Kapal Ikan Asing Malaysia Ditangkap di Perairan Kalimantan Utara Setelah Aksi Pengejaran
Kementerian Kelautan dan Perikanan (KKP) kembali menunjukkan komitmennya dalam menjaga kedaulatan laut Indonesia dengan menangkap sebuah kapal ikan asing (KIA) berbendera Malaysia. Penangkapan tersebut dilakukan di perairan sebelah timur Pulau Sebatik, Kalimantan Utara, pada hari Minggu, 20 April, sekitar pukul 12:30 WITA. Operasi ini merupakan respons cepat terhadap laporan masyarakat mengenai aktivitas mencurigakan kapal asing di wilayah perairan Indonesia.
Direktur Jenderal Pengawasan Sumber Daya Kelautan dan Perikanan (PSDKP) KKP, Pung Nugroho Saksono, mengungkapkan bahwa penangkapan ini adalah hasil tindak lanjut dari laporan yang diterima dari masyarakat Sebatik. Tim dari Stasiun PSDKP Tarakan segera bergerak menuju lokasi setelah menerima informasi tersebut. "Tim Stasiun PSDKP Tarakan berhasil mengamankan satu kapal Malaysia yang telah memasuki wilayah perairan Indonesia sekitar 7 mil dari perbatasan Indonesia-Malaysia," jelas Ipung, sapaan akrabnya, pada Senin (21/4/2025).
Menurut Ipung, proses penangkapan tidak berjalan mulus. Armada speedboat pengawasan RIB-03 harus melakukan pengejaran sebelum akhirnya berhasil melumpuhkan kapal tersebut. Kapal yang diketahui berasal dari Sabah, Malaysia, itu kedapatan tidak memiliki dokumen perizinan yang sah dari Pemerintah Indonesia untuk melakukan kegiatan penangkapan ikan di wilayah perairan Indonesia. Saat diperiksa, petugas menemukan sekitar 60 kilogram ikan hasil tangkapan di dalam kapal. Selain itu, turut diamankan empat orang awak kapal (ABK) yang semuanya merupakan warga negara Malaysia, termasuk nakhoda kapal.
Kepala Stasiun PSDKP Tarakan, Yoki Jiliansyah, menambahkan bahwa kapal dengan nama KM. TW 7329/6/F tersebut diduga melakukan penangkapan ikan dengan menggunakan alat tangkap yang menargetkan ikan kerapu dan kakap merah.

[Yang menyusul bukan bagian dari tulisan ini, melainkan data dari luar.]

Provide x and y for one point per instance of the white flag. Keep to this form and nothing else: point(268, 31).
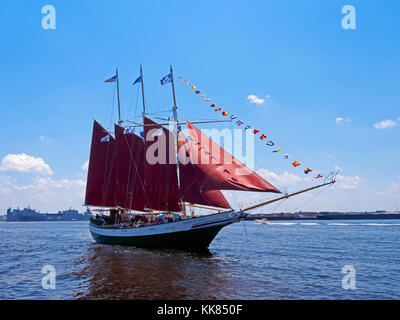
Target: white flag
point(159, 132)
point(105, 139)
point(130, 130)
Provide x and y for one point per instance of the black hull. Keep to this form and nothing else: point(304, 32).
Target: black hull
point(196, 240)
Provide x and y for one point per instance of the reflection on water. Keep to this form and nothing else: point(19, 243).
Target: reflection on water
point(274, 261)
point(117, 272)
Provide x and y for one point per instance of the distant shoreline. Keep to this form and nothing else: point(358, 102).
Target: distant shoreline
point(357, 216)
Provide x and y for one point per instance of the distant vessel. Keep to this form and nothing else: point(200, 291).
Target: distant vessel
point(28, 214)
point(143, 203)
point(262, 221)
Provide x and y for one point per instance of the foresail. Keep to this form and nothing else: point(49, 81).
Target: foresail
point(160, 172)
point(100, 185)
point(216, 169)
point(129, 169)
point(190, 189)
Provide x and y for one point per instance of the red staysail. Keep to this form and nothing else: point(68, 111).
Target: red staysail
point(129, 169)
point(160, 172)
point(100, 186)
point(191, 190)
point(216, 169)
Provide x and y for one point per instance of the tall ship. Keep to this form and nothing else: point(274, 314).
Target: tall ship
point(143, 186)
point(28, 214)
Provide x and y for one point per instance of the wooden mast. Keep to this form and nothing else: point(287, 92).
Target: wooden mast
point(175, 114)
point(141, 80)
point(119, 105)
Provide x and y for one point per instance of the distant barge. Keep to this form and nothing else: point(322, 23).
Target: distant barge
point(327, 216)
point(28, 214)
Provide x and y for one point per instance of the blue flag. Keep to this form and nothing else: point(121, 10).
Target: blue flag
point(166, 79)
point(138, 80)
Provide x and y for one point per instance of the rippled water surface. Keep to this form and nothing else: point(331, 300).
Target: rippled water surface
point(281, 260)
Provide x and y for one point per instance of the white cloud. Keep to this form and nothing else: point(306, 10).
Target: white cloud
point(254, 99)
point(385, 124)
point(25, 163)
point(347, 182)
point(43, 193)
point(341, 120)
point(45, 139)
point(85, 166)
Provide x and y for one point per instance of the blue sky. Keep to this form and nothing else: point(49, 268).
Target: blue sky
point(296, 52)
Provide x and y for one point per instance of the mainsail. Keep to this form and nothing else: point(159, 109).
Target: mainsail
point(216, 169)
point(132, 173)
point(100, 186)
point(160, 168)
point(129, 169)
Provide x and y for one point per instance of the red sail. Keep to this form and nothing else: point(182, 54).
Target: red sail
point(100, 186)
point(129, 169)
point(191, 190)
point(217, 169)
point(160, 173)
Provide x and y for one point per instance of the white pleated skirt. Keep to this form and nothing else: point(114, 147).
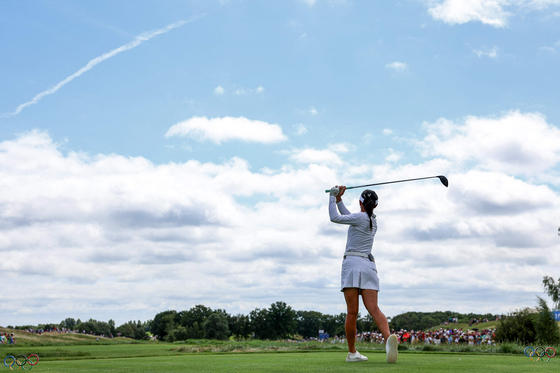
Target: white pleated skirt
point(358, 272)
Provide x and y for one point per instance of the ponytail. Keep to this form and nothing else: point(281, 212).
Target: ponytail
point(369, 206)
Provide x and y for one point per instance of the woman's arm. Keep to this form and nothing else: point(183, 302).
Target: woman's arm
point(341, 207)
point(344, 218)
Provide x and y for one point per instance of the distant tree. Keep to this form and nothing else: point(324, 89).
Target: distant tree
point(195, 332)
point(259, 324)
point(519, 326)
point(368, 324)
point(553, 290)
point(178, 334)
point(69, 323)
point(111, 323)
point(545, 325)
point(309, 323)
point(282, 320)
point(198, 313)
point(240, 326)
point(94, 327)
point(334, 325)
point(216, 327)
point(159, 325)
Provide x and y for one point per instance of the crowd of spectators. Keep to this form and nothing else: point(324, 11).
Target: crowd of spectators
point(6, 338)
point(441, 336)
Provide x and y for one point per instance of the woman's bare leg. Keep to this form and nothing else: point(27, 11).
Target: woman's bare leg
point(370, 301)
point(352, 297)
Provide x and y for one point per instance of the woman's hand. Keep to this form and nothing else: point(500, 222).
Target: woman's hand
point(341, 190)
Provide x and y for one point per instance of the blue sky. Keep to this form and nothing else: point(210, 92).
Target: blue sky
point(190, 142)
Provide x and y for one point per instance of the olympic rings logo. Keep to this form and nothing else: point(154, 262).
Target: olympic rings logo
point(540, 353)
point(21, 361)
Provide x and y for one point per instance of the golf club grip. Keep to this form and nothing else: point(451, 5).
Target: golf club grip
point(328, 190)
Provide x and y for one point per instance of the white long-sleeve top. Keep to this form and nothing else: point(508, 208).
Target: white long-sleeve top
point(360, 238)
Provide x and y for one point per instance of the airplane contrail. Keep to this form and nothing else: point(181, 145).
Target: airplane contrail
point(133, 44)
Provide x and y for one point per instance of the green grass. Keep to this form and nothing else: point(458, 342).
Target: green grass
point(61, 339)
point(465, 326)
point(272, 356)
point(301, 362)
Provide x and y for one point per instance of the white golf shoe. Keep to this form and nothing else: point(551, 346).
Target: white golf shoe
point(356, 356)
point(392, 348)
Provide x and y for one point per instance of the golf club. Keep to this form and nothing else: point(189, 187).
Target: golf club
point(441, 178)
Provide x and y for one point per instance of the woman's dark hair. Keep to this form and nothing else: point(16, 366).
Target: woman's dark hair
point(369, 206)
point(369, 200)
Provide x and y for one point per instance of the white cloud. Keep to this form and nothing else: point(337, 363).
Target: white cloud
point(300, 129)
point(548, 49)
point(219, 130)
point(219, 90)
point(516, 143)
point(490, 12)
point(145, 36)
point(129, 238)
point(393, 156)
point(493, 53)
point(242, 91)
point(397, 66)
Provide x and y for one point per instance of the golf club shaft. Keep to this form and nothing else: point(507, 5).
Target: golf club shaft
point(390, 182)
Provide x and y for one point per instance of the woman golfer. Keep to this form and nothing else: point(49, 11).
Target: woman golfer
point(359, 273)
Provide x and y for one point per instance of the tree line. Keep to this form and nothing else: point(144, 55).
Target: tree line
point(281, 321)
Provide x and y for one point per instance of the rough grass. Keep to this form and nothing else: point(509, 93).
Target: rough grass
point(465, 326)
point(329, 361)
point(52, 338)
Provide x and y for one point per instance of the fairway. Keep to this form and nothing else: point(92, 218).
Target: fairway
point(302, 362)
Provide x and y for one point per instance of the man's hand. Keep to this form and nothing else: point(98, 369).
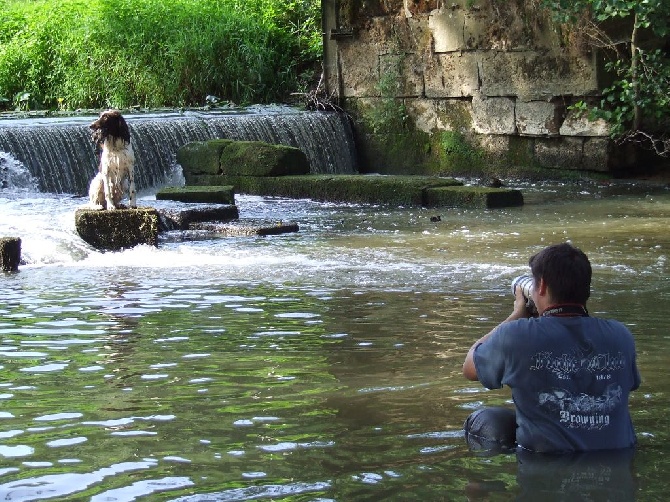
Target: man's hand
point(519, 312)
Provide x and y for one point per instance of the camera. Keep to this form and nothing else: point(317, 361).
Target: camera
point(525, 282)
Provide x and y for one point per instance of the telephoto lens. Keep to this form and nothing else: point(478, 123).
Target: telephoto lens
point(525, 282)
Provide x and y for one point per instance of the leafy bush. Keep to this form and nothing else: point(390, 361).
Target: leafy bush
point(101, 53)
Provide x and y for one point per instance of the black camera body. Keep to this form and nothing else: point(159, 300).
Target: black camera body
point(526, 283)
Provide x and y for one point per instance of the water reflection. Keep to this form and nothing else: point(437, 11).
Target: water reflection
point(324, 365)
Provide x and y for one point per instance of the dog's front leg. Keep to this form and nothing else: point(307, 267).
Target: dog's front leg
point(109, 190)
point(132, 194)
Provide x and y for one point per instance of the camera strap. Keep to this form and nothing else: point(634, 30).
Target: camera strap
point(567, 310)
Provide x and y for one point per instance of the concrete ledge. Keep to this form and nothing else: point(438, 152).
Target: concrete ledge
point(240, 158)
point(392, 190)
point(10, 254)
point(182, 219)
point(201, 194)
point(247, 228)
point(473, 197)
point(117, 229)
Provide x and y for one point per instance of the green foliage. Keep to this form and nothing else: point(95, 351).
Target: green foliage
point(389, 114)
point(99, 53)
point(641, 87)
point(458, 152)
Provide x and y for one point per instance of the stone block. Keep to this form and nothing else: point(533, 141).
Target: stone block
point(531, 75)
point(201, 157)
point(447, 28)
point(400, 75)
point(473, 197)
point(577, 124)
point(181, 219)
point(198, 194)
point(493, 115)
point(117, 229)
point(10, 254)
point(559, 153)
point(536, 118)
point(359, 64)
point(423, 113)
point(256, 158)
point(597, 154)
point(451, 75)
point(247, 228)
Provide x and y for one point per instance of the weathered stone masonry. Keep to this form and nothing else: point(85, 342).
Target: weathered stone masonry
point(497, 72)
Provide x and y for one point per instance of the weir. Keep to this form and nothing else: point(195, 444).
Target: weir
point(59, 152)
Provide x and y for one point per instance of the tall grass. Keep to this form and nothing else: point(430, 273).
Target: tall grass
point(72, 54)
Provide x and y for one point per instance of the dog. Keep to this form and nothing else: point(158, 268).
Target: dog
point(116, 171)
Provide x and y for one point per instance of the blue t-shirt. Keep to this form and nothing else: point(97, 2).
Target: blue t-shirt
point(570, 379)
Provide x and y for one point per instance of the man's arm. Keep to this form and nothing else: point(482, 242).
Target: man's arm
point(520, 312)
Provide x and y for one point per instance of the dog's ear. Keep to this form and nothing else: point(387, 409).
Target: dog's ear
point(117, 126)
point(124, 132)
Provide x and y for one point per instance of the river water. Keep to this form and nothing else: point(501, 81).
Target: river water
point(320, 365)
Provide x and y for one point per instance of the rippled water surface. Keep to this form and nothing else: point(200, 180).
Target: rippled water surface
point(319, 365)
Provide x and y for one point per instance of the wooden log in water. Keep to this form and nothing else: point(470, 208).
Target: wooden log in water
point(10, 254)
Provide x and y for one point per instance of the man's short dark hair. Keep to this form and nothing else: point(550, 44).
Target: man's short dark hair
point(566, 270)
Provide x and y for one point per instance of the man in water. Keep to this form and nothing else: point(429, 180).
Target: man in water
point(570, 373)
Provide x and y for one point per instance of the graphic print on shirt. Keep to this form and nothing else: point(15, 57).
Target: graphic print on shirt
point(580, 411)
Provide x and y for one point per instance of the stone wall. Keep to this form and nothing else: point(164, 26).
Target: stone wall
point(436, 87)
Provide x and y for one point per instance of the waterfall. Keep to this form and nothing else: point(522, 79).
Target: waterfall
point(59, 152)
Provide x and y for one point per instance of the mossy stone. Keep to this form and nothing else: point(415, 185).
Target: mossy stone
point(201, 157)
point(117, 229)
point(256, 158)
point(473, 197)
point(390, 190)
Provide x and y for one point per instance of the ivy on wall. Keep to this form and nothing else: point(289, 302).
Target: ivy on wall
point(637, 103)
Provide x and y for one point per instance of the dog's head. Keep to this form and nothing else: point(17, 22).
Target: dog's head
point(110, 124)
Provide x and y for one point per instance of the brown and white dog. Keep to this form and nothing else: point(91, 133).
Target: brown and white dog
point(116, 172)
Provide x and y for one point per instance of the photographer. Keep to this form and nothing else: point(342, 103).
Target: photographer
point(570, 373)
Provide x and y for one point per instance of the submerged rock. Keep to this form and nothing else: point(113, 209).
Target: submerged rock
point(181, 219)
point(198, 194)
point(10, 254)
point(117, 229)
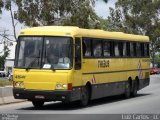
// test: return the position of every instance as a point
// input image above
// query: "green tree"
(138, 17)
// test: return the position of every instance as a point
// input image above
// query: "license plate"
(39, 97)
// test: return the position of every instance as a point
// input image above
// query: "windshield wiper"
(33, 61)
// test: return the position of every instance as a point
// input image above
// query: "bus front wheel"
(84, 96)
(38, 104)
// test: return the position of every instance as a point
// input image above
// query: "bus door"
(77, 80)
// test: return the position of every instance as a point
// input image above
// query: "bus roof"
(80, 32)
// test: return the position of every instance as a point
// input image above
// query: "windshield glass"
(58, 53)
(29, 52)
(44, 53)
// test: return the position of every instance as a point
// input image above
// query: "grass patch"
(4, 82)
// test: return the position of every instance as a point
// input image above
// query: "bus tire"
(127, 90)
(84, 96)
(38, 104)
(135, 88)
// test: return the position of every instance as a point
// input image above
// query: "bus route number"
(103, 63)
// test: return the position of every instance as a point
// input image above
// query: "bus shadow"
(59, 106)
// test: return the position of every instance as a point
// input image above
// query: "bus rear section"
(44, 70)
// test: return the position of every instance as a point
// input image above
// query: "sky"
(101, 9)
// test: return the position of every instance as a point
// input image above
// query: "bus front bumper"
(56, 95)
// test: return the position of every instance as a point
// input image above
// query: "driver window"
(77, 54)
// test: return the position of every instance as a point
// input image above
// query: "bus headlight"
(61, 86)
(19, 84)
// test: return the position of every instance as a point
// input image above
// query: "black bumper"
(56, 95)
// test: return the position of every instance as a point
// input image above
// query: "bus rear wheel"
(84, 96)
(127, 90)
(38, 104)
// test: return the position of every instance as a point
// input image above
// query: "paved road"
(147, 102)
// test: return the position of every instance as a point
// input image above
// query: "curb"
(6, 96)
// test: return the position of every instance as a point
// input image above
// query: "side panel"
(108, 77)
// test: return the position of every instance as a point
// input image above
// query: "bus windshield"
(44, 53)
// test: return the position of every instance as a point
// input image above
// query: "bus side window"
(77, 54)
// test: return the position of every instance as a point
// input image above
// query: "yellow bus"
(65, 63)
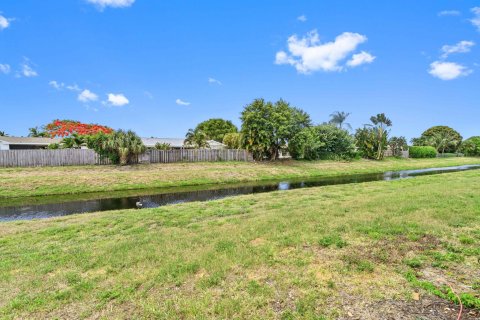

Ikan kerapu dan kakap merah merupakan komoditas perikanan yang memiliki nilai ekonomis tinggi dan sangat diminati di pasaran.
"Indikasi pelanggarannya adalah melakukan penangkapan ikan di Wilayah Pengelolaan Perikanan Negara Republik Indonesia (WPPNRI) tanpa dilengkapi dokumen perizinan berusaha yang sah dari Pemerintah Republik Indonesia," tegas Yoki.
Atas perbuatannya tersebut, pelaku diduga melanggar Pasal 92 Jo Pasal 26 ayat (1) Sektor Kelautan dan Perikanan Undang- Undang Nomor 6 Tahun 2023 tentang Penetapan Peraturan Pemerintah Pengganti Undang-Undang Nomor 2 Tahun 2022 tentang Cipta Kerja menjadi Undang-Undang Jo Undang-Undang Nomor 31 Tahun 2004 tentang Perikanan.
Pasal tersebut mengatur bahwa setiap orang yang dengan sengaja melakukan usaha perikanan di Wilayah Pengelolaan Perikanan Negara Republik Indonesia tanpa memiliki perizinan berusaha yang sah, dapat dipidana dengan pidana penjara paling lama 8 (delapan) tahun dan pidana denda paling banyak Rp1.500.000.00O,00 (satu miliar lima ratus juta rupiah).